Toxic sugar

Our love affair with sugar may have provoked an alarming health crisis, but you might be surprised to learn where the most harmful sugars reside, as Clare Pain reveals.

What is sugar doing to our bodies? New research shows this non-essential nutrient has impacts not just on waistlines but also on the brain. – iStockphoto/Lucy Glover/COSMOS

IN 1980, DOCTORS FROM THE Mayo Clinic in the US reported on worrying “experiences with a hitherto unnamed disease”. Liver biopsies of 20 patients had revealed regions of dead cells, signs of inflammation, “striking fatty changes” and Mallory bodies – bright pink-staining structures that are a classic sign of alcoholic liver disease. Most of the biopsies revealed fibrosis (scarring that occurs after damage repair) and three had cirrhosis, both hallmarks of a repeatedly injured liver. To any doctor, the slide under the microscope gave clear evidence of a liver damaged by alcohol – ‘alcoholic hepatitis’. The problem was these patients did not drink, or if they did, only minimally.

The disease duly received a name – non-alcoholic steatohepatitis. Now, in 2012, it is the most common liver disease in the US and possibly throughout the developed world.

How is it that, in just over 30 years, a condition can go from unknown to the most common disease of a particular organ? Robert Lustig, a paediatric endocrinologist at the University of California, San Francisco, is convinced he knows the answer: excessive consumption of sugar, and one sugar in particular – fructose, the kind found in sweet fruit.

TODAY, ONLY A SMALL proportion of dietary fructose comes from fruit. In the US, a major source is high-fructose corn syrup (HFCS). This cheap sweetener, made from maize, contains a mixture of fructose (between 42% and 55%) and glucose, and is widely used in soft drinks.

Chemically, sugars are simple carbohydrates that taste sweet. Fructose is the sweetest, and its presence makes table sugar (sucrose, a mix of fructose and glucose) and HFCS considerably sweeter than glucose alone.

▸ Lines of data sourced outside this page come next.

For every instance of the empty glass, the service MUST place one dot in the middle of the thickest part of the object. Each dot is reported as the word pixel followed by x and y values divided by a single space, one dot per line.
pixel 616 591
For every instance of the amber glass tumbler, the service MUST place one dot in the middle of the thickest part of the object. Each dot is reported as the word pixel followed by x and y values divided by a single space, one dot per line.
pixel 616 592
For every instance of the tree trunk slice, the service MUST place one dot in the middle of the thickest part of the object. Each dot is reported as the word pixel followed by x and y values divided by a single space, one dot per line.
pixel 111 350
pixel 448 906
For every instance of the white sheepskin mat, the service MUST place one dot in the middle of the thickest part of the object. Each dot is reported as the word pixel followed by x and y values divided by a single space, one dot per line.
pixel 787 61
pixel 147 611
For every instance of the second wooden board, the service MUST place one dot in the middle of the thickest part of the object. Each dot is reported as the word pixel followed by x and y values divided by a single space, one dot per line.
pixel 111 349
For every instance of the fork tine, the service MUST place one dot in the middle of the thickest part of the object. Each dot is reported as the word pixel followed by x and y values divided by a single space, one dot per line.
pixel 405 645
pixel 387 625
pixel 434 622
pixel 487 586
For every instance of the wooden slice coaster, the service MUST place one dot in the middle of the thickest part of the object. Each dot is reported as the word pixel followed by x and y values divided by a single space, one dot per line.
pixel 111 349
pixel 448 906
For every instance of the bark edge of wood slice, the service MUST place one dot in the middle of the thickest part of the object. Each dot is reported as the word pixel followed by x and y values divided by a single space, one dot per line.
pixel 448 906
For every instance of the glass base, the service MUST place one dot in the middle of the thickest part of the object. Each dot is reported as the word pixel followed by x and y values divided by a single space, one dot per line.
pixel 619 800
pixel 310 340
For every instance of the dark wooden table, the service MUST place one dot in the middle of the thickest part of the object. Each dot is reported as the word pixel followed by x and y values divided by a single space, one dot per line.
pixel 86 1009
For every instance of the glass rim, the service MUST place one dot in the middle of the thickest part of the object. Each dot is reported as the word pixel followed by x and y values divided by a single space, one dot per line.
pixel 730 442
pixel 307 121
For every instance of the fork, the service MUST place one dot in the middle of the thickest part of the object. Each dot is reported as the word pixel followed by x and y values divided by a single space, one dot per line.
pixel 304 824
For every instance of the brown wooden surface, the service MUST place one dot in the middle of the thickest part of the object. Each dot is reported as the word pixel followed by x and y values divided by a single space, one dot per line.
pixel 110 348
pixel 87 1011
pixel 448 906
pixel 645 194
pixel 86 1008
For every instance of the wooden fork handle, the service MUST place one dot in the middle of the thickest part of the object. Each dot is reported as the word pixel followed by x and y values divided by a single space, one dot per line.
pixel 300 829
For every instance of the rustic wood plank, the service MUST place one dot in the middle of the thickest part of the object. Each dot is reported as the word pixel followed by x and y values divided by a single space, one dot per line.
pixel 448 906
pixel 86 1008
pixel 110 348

Extra sweetness is why the food industry adds sugar or HFCS to foods, says Kerin O’Dea, a professor of population health and nutrition at the University of South Australia in Adelaide. “Sugar is everywhere in the food supply. [Producers] add sugar because it sells more,” she says.

Sucrose is another major source. In the gut, sucrose molecules must be split into glucose and fructose before they can be absorbed and enter the bloodstream.

Lustig believes it’s fructose in the diet that is causing raised insulin resistance, fatty liver and the other symptoms of metabolic syndrome: a collection of symptoms that has escalated in populations in the past 30 years. Definitions differ, but a bulging waistline, high blood glucose concentration, high blood pressure, high levels of ‘bad fats’ in the blood, cardiovascular disease and fatty liver are often part of the picture.

People with metabolic syndrome are at risk of developing diabetes, heart disease and stroke. Depending on the definitions used, the proportion of affected adults in the US is between 15% and 34%.

One theory suggests that insulin resistance underlies these symptoms. Lustig fingers fructose as the culprit because of the way it’s dealt with in the liver. Unlike glucose, which – with the help of insulin – can be used by any body tissue as a major energy source, fructose is predominantly taken up by the liver – and there are differences in the way the liver processes glucose and fructose. Some fructose pathways lead to small increases in blood pressure and insulin resistance. Fructose is also more likely to be converted to fat, some of which is stored in the liver itself, while the remainder is exported in the bloodstream as triglycerides.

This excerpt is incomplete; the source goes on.